É uma versão extremófila da Direita, que faz da hipocrisia política uma «teoria cínica», uma narrativa abjecta que tem como objectivo empurrar, primeiro a Direita Democrática e depois o resto das forças politicas moderadas para fora do Sistema Democrático, iliberalizando-o!
Por outro lado, a Democracia é, igualmente, ameaçada pelos avanços da Esquerda Radical, em alguns aspectos quase neoestalinista, muito extremada em determinados nichos, que confunde o activismo social – sempre são nas dinâmicas democráticas de todos os dias – com as pulsões anarco-sindicalistas que têm vindo a animar pequenos grupos de interesse e outras franjas da população.
Uma vez mais, são «teorias cínicas» que tentam refundar, rever e, ao mesmo tempo, conduzir a destruição da razão no mundo ocidental.

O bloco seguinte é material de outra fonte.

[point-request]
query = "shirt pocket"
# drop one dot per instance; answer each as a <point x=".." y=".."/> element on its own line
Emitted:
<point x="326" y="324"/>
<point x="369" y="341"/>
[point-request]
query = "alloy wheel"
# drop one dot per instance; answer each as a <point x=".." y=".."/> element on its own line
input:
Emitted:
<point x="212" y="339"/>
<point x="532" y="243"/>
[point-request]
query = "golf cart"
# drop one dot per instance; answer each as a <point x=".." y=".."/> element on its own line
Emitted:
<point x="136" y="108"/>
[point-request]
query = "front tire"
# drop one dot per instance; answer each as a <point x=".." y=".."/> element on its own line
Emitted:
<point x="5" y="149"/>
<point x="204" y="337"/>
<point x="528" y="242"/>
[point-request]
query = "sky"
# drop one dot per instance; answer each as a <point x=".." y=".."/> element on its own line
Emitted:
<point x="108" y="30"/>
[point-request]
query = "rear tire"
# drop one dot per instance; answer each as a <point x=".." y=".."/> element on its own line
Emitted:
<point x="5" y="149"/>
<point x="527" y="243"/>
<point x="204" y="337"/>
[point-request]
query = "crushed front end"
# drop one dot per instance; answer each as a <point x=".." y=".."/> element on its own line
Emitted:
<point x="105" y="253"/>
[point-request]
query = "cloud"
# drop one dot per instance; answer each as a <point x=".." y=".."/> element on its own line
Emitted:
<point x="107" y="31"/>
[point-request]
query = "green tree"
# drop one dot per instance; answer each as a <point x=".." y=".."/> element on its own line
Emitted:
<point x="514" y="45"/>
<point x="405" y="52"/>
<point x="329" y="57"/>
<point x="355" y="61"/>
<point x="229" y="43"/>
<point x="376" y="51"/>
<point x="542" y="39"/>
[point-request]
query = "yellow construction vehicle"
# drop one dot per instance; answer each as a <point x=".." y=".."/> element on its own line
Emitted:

É uma luta, um ajuste de contas com a História, que tem tanto de ideológico, como político, mas muito mais de refundação programática daquilo que são as nossas conquistas de civilização, de cidadania, de bem estar social e da identidade comum que fomos construindo na nossa ordem jurídica, constitucional e económica – na qual as liberdades individuais e colectivas são protegidas – e onde a Democracia, com os seus pesos e contrapesos, vai equilibrando, sem populismos de conveniência, a sua dimensão representativa com o seu lado participativo.
Partilho, uma última ideia, a de que o insulto extremista não é só usado para ofender, mas, também para silenciar e isso nunca, nunca mesmo, deve ser o lugar e a condição da voz de cada um em Democracia. Preocupa-me, como democrata, o caminho que possamos estar a trilhar enquanto sociedade, os ventos que sopram na Europa e no Mundo, parecem não ser de feição, contudo, devemos continuar a insistir no diálogo, na aproximação, na verdade e na convergência. Construir pontes, atravessar mares e derrubar muros.
A Democracia é o espaço único para esse «trabalho de engenharia e navegação», assim como, o tempo privilegiado para a concertação e para o compromisso, onde a sua centralidade maior é a pessoa humana e a sua maior radicalidade a moderação!